Maria blanched. "What are you suggesting? That Elysium is now a computer program being run somewhere in the Autoverse?"

"No. But there's a symmetry to it. A principle of relativity. Elysium was envisioned as a fixed frame of reference, a touchstone of reality -- against which the Autoverse could be declared a mere simulation. The truth has turned out to be more subtle: there are no fixed points, no immovable objects, no absolute laws." Zemansky betrayed no fear, smiling beatifically as she spoke, as if the ideas enchanted her. Maria longed to know whether she was merely concealing her emotions, or whether she had actually chosen a state of tranquility in the face of her world's dethronement.

Durham said flatly, "Symmetries were made to be broken. And we still have the edge: we still know far more about Elysium -- and the Autoverse -- than the Lambertians. There's no reason why our version of the truth can't make as much sense to them as it does to us. All we have to do is give them the proper context for their ideas."

Repetto had created a puppet team of Lambertians he called Mouthpiece: a swarm of tiny robots resembling Lambertians, capable of functioning in the Autoverse -- although ultimately controlled by signals from outside. He'd also created human-shaped "telepresence robots" for the four of them. With Mouthpiece as translator, they could "reveal themselves" to the Lambertians and begin the difficult process of establishing contact.

What remained to be seen was whether or not the Autoverse would let them in.

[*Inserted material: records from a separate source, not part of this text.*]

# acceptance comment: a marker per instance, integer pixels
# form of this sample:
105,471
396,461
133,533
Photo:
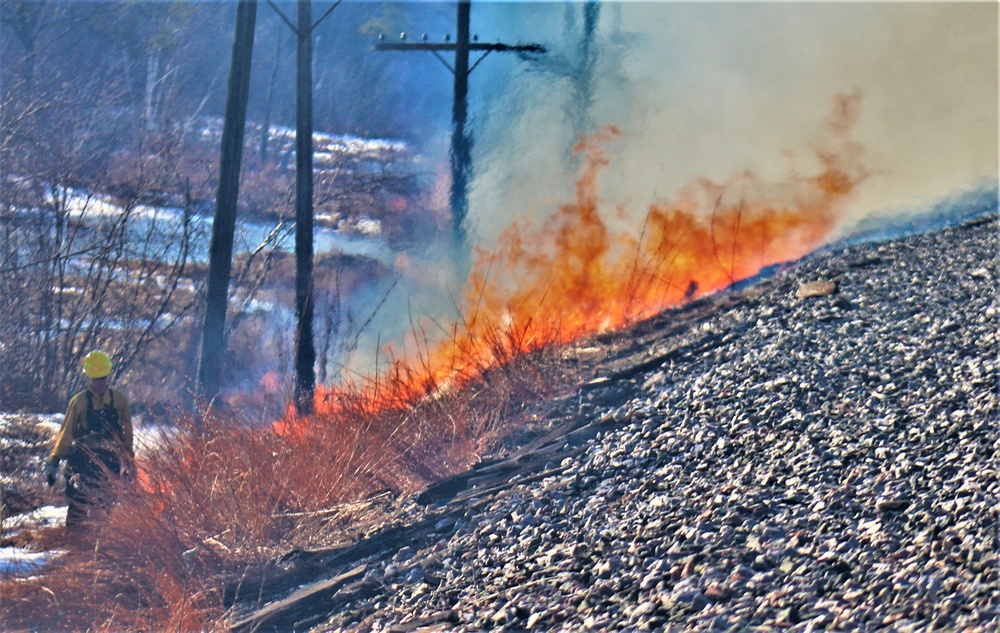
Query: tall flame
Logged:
574,274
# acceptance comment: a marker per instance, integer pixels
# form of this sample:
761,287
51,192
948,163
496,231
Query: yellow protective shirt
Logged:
75,421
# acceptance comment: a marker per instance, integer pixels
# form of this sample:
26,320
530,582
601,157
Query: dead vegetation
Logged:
218,500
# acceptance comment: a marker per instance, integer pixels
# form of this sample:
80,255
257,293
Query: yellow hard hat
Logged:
97,364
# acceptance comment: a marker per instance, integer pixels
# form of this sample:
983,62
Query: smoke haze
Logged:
707,90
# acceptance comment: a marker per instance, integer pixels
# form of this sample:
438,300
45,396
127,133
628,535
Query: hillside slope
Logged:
756,460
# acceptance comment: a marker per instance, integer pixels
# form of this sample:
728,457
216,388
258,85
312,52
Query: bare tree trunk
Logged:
305,350
221,250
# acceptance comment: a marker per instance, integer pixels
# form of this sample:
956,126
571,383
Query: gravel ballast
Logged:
828,462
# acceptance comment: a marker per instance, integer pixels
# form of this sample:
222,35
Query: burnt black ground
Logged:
756,460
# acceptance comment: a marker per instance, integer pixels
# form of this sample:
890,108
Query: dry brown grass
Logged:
216,500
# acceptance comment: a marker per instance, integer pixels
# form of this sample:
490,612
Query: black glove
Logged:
51,470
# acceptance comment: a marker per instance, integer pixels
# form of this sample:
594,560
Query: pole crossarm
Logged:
437,49
294,27
461,140
472,46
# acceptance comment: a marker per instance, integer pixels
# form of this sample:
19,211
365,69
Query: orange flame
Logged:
575,275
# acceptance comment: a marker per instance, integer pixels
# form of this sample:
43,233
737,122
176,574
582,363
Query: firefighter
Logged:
95,440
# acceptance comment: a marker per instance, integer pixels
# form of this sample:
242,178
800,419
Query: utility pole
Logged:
305,349
224,225
461,141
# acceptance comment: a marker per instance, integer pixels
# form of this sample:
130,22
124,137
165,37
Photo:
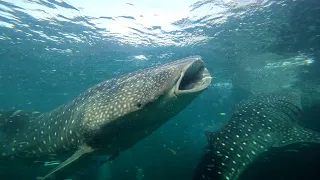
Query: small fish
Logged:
257,125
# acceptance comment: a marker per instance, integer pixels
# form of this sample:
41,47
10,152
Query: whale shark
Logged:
258,124
106,119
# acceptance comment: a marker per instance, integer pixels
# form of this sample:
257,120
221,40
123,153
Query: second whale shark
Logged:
258,124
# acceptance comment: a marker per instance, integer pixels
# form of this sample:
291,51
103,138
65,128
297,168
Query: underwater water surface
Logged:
52,50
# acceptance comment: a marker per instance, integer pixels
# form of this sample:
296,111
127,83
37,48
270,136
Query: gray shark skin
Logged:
258,124
108,118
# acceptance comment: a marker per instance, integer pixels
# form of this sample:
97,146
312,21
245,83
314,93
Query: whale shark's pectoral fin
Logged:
298,134
84,149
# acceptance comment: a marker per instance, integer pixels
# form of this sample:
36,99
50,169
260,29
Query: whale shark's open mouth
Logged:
194,78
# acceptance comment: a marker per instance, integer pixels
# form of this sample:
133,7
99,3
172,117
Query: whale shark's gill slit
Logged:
191,77
293,113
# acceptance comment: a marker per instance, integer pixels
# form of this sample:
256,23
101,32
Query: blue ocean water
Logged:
52,50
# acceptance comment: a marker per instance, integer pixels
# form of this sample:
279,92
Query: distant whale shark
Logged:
108,118
259,123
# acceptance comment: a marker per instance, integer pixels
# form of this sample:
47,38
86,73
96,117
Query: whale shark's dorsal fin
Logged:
298,134
84,149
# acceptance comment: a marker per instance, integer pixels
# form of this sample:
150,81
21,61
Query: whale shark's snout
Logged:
194,77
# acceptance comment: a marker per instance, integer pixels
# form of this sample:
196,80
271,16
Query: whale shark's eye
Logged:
139,105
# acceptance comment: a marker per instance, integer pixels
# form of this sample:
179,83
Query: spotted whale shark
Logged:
108,118
258,124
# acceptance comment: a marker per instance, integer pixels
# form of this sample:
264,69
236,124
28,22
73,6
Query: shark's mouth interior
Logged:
196,77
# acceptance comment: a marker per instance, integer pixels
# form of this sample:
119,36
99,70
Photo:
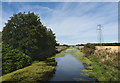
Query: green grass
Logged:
41,71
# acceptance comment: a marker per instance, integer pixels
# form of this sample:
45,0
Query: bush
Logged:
13,59
89,49
26,33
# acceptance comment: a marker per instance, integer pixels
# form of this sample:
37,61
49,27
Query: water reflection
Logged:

Zemansky displayed the chosen entry point: a deserted stretch of grassland on one of Planet Lambert's equatorial islands. Repetto had been observing a team of scientists in a nearby community; the range of ideas they were exploring was wider than that of most other teams, and he believed there was a chance that they'd be receptive to Elysian theories.

Durham said, "Time to dip a toe in the water." On a second window, he duplicated the grassland scene, then zoomed in at a dizzying rate on a point in midair, until a haze of tumbling molecules appeared, and then individual Autoverse cells. The vacuum between molecules was shown as transparent, but faint lines delineated the lattice.

He said, "One red atom. One tiny miracle. Is that too much to ask for?"

Maria watched the commands stream across the TVC map: instructions to a single processor to rewrite the data which represented this microscopic portion of the Autoverse.

Nothing happened. The vacuum remained vacuum.

Durham swore softly. Maria turned to the window. The City was still standing; Elysium was not decaying like a discredited dream. But she felt herself break out in a sweat, felt her body drag her to the edge of panic. She had never really swallowed Durham's claim that there was a danger in sharing their knowledge with the other Elysians -- but now she wanted to flee the room herself, hide her face from the evidence, lest she add to the weight of disbelief.

Durham tried again, but the Autoverse was holding fast to its laws. Red atoms could not spontaneously appear from nowhere -- it would have violated the cellular automaton rules. And if those rules had once been nothing but a few lines of a computer program -- a program which could always be halted and rewritten, interrupted and countermanded, subjugated by higher laws -- that was no longer true. Zemansky was right: there was no rigid hierarchy of reality and simulation anymore. The chain of cause and effect was a loop now -- or a knot of unknown topology.